Robust statistics were developed because
empirical data that considered samples from normal distributions often
displayed clearly non-normal characteristics, which invalidates the analyses if
one assumes normality. They are usually introduced early on in discussions of
measures of central tendency. For example, medians are far more resistant to
the influence of outliers (observations
that are deemed to deviate for reasons that may include measurement error,
mistakes in data entry, etc.) than are means, so the former are considered
more robust. Even a small number of outliers (as few as one) may adversely
affect a mean, whereas a median can be resistant when up to 50% of observations
are outliers. On the other hand, screening for outliers for removal may be
subjective and difficult for highly structured data, where a response variable
may be functionally related to many independent variables. If “outliers” are
removed, resulting variance estimates are often too small, resulting in overly
liberal testing (i.e. *p* values are too small).

What are the
alternatives when one cannot assume that data are generated by typical
parametric models (e.g. normal, Poisson, binomial distributions)?

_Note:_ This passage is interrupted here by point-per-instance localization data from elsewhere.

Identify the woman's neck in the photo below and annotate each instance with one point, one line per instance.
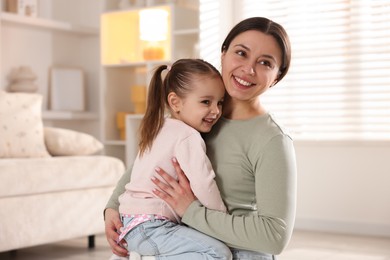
(241, 110)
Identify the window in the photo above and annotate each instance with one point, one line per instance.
(338, 86)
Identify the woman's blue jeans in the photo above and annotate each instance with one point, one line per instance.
(167, 240)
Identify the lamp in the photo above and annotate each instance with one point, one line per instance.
(153, 30)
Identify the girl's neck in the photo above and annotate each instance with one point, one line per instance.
(241, 110)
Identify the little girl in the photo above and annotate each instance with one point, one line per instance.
(192, 92)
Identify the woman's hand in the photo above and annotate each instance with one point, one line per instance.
(112, 227)
(177, 194)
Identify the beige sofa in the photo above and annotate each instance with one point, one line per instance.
(53, 186)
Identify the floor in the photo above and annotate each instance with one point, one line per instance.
(303, 246)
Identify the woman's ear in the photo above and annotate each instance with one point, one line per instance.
(174, 102)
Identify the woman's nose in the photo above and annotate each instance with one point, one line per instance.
(215, 109)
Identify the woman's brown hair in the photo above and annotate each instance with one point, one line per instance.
(178, 80)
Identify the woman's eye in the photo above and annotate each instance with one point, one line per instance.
(266, 63)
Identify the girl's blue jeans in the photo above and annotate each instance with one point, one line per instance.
(167, 240)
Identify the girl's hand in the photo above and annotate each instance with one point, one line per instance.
(177, 194)
(112, 226)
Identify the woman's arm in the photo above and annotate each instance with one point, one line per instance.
(177, 194)
(111, 216)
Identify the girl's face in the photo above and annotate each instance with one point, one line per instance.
(202, 106)
(250, 65)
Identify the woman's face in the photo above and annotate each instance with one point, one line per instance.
(250, 65)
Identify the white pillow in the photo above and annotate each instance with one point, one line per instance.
(21, 127)
(64, 142)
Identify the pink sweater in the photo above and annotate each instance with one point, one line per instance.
(175, 139)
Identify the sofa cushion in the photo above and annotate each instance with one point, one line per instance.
(21, 127)
(63, 142)
(23, 176)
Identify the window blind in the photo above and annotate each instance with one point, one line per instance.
(338, 86)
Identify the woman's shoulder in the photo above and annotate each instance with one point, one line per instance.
(178, 127)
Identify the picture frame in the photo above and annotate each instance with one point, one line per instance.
(67, 89)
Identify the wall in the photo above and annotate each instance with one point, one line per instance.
(343, 187)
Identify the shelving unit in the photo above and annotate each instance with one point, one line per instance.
(57, 37)
(119, 75)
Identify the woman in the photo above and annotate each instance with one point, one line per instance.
(252, 156)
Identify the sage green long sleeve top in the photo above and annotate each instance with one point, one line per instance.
(255, 167)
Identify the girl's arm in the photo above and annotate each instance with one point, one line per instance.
(269, 229)
(111, 216)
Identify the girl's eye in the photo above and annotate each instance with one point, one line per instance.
(266, 63)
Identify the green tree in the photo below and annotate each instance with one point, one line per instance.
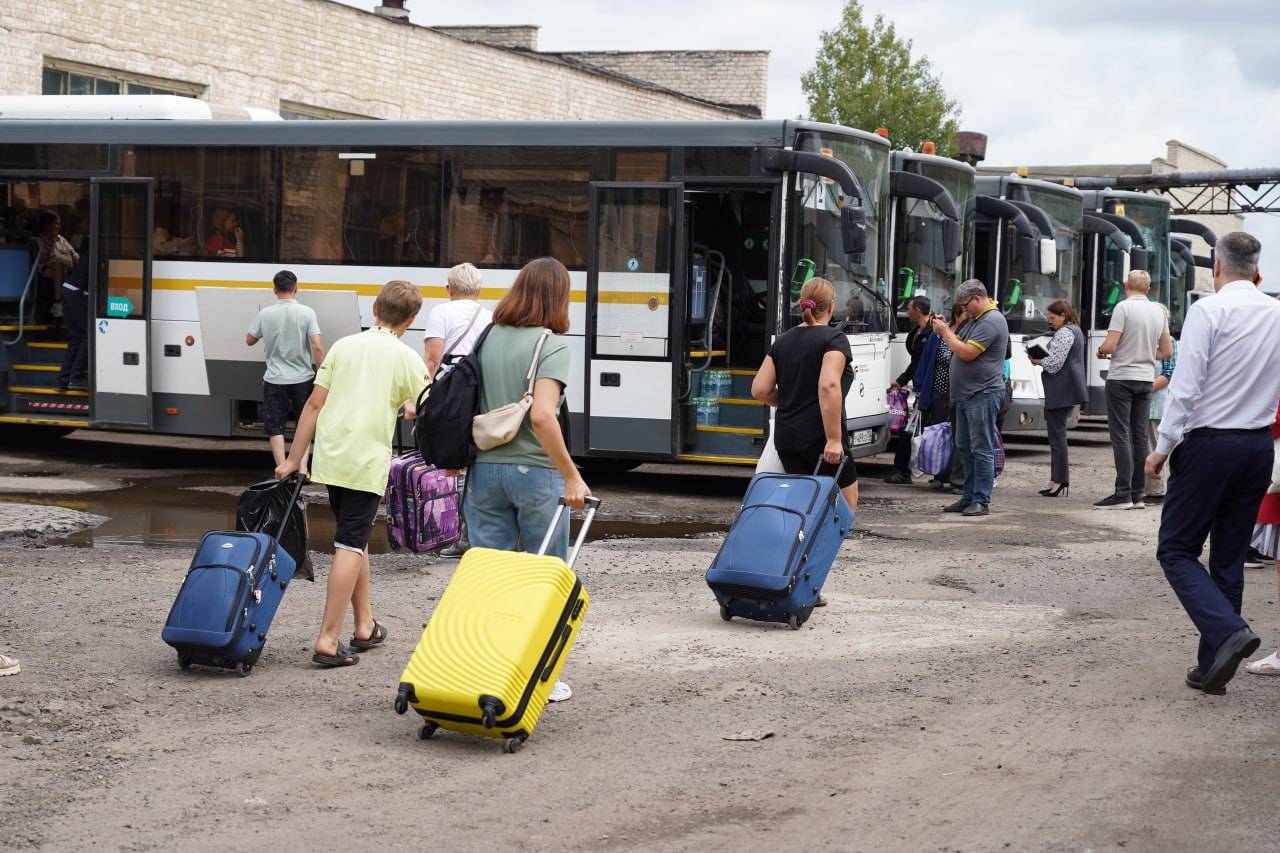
(867, 78)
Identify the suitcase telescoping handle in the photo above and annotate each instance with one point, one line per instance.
(839, 468)
(593, 503)
(298, 482)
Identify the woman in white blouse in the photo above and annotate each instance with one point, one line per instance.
(1064, 389)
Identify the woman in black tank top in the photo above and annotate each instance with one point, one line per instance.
(807, 375)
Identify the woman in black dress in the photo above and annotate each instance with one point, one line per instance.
(807, 375)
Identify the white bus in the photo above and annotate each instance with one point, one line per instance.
(682, 240)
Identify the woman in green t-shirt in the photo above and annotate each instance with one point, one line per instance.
(513, 488)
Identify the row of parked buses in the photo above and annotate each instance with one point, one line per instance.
(686, 241)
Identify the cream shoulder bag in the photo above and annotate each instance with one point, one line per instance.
(499, 425)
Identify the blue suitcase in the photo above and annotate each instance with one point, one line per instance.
(229, 597)
(780, 548)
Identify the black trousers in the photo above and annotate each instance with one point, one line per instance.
(76, 316)
(1216, 483)
(1056, 420)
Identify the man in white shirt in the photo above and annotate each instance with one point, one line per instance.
(1137, 338)
(452, 329)
(1216, 437)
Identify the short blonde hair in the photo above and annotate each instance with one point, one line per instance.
(397, 302)
(465, 279)
(1139, 279)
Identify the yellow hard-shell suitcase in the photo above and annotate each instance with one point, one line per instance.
(497, 642)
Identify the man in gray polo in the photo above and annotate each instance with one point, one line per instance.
(1137, 340)
(977, 389)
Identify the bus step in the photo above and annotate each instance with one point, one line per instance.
(45, 422)
(50, 392)
(732, 430)
(716, 459)
(50, 406)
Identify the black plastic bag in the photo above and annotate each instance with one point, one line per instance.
(264, 505)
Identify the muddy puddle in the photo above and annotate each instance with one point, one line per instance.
(176, 512)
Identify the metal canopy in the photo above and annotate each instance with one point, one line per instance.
(1228, 191)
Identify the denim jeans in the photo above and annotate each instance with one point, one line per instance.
(976, 443)
(508, 505)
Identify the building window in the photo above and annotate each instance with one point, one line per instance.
(295, 112)
(73, 78)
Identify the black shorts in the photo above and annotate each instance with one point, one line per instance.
(355, 512)
(801, 461)
(278, 401)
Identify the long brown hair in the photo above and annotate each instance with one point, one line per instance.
(539, 297)
(1063, 308)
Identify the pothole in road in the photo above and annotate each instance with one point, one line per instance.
(178, 511)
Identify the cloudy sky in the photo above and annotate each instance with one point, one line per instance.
(1080, 81)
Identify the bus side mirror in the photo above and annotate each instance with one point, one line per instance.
(951, 238)
(1048, 256)
(853, 229)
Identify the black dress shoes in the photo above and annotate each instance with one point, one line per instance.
(1196, 682)
(1230, 653)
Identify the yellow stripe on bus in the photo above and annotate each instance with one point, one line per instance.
(429, 291)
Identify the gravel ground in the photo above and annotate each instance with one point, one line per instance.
(1002, 683)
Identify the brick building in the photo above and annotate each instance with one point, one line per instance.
(324, 59)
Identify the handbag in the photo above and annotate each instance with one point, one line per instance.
(897, 407)
(497, 427)
(935, 452)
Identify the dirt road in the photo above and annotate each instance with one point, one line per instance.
(1005, 683)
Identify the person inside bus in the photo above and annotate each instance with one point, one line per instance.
(228, 237)
(452, 329)
(362, 383)
(807, 377)
(513, 487)
(55, 263)
(1065, 388)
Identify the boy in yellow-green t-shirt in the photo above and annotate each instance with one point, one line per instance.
(359, 388)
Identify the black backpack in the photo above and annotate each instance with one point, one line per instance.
(446, 410)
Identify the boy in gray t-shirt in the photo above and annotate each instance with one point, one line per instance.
(1137, 338)
(291, 334)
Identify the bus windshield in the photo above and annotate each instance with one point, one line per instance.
(919, 255)
(862, 288)
(1027, 300)
(1152, 220)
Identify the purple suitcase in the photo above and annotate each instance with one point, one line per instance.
(423, 511)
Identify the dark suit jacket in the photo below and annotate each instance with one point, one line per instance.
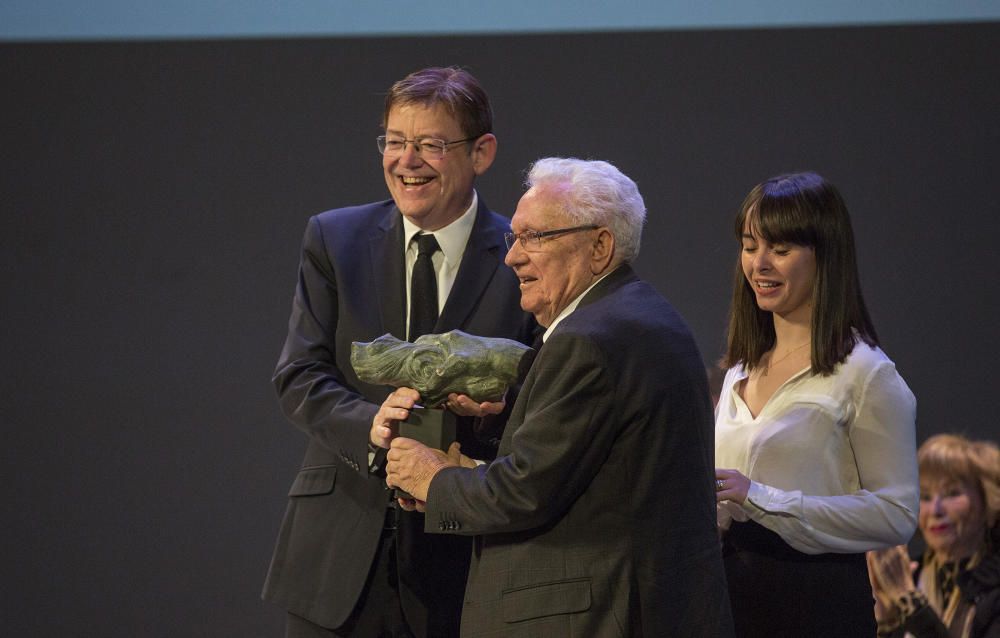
(352, 288)
(598, 516)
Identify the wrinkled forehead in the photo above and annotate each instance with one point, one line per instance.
(542, 207)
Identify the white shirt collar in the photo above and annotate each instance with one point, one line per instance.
(568, 310)
(452, 238)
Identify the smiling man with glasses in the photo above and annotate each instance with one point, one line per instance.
(597, 517)
(348, 562)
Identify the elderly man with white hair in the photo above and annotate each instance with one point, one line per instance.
(597, 518)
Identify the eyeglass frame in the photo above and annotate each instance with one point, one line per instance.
(537, 235)
(382, 140)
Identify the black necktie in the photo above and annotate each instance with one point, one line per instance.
(423, 288)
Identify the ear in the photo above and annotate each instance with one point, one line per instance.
(603, 251)
(484, 151)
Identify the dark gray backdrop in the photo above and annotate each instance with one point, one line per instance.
(154, 195)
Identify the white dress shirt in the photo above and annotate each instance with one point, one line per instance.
(452, 240)
(571, 306)
(832, 459)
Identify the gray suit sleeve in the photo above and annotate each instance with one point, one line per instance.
(556, 442)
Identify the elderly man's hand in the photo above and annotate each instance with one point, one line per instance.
(462, 405)
(411, 466)
(395, 408)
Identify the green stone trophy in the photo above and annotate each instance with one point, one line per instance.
(435, 366)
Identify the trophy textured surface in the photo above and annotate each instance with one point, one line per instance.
(437, 365)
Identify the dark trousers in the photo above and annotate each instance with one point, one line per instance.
(378, 613)
(776, 590)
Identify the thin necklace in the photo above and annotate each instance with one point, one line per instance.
(772, 363)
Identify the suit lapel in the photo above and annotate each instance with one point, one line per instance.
(389, 282)
(483, 255)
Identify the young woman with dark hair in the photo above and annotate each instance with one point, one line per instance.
(815, 442)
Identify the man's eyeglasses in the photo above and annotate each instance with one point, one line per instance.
(531, 240)
(425, 147)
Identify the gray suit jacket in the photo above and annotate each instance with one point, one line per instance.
(352, 288)
(598, 516)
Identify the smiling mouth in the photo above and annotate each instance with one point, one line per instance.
(414, 181)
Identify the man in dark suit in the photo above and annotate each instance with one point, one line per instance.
(597, 518)
(346, 562)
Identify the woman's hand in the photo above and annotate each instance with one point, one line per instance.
(891, 574)
(731, 485)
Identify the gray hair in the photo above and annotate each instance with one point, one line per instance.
(594, 192)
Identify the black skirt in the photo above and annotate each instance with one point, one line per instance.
(777, 591)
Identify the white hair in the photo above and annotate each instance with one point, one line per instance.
(594, 192)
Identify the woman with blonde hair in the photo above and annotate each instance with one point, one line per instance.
(955, 591)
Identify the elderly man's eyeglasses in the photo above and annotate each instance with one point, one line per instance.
(531, 240)
(425, 147)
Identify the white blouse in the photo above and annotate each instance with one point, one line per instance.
(832, 459)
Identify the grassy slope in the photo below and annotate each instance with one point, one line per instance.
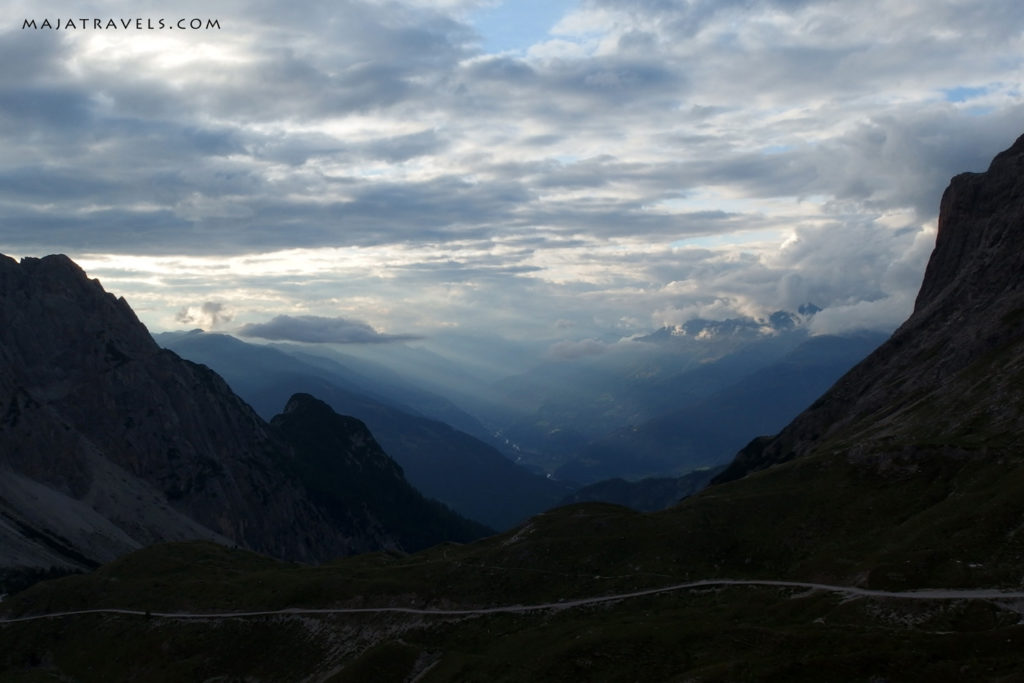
(888, 503)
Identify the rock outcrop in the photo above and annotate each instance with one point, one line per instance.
(954, 370)
(109, 442)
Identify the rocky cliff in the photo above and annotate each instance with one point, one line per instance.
(109, 442)
(950, 380)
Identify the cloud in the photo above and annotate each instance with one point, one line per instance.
(653, 159)
(570, 350)
(317, 330)
(207, 315)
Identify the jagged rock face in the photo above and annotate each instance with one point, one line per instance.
(950, 380)
(117, 428)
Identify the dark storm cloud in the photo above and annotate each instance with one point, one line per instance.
(317, 330)
(573, 170)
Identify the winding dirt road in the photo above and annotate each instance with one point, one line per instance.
(928, 594)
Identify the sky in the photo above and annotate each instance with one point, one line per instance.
(570, 171)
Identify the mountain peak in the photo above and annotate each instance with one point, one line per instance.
(920, 391)
(977, 253)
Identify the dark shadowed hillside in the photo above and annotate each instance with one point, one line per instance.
(808, 561)
(109, 442)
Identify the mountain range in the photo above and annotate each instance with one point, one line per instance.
(109, 443)
(808, 558)
(457, 468)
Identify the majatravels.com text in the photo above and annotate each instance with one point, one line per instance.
(195, 24)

This may be a
result of contamination (e.g. most of the data comes from a normal distribution
with mean μ and variance σ_{1}^{2 } but a small percentage comes from a normal
distribution with mean μ and variance σ_{2}^{2}, where σ_{2}^{2}
>> σ_{1}^{2}), a symmetric distribution with heavy tails,
such as a *t* distribution with few degrees of freedom, or some highly
skewed distribution (especially common when there is a hard limit, such as no
negative values, typical of count data and also the results of analytic
procedures estimation; e.g. titres). Robust statistics are generally applicable
when a sampling distribution from which data are drawn is symmetric. “Non-parametric”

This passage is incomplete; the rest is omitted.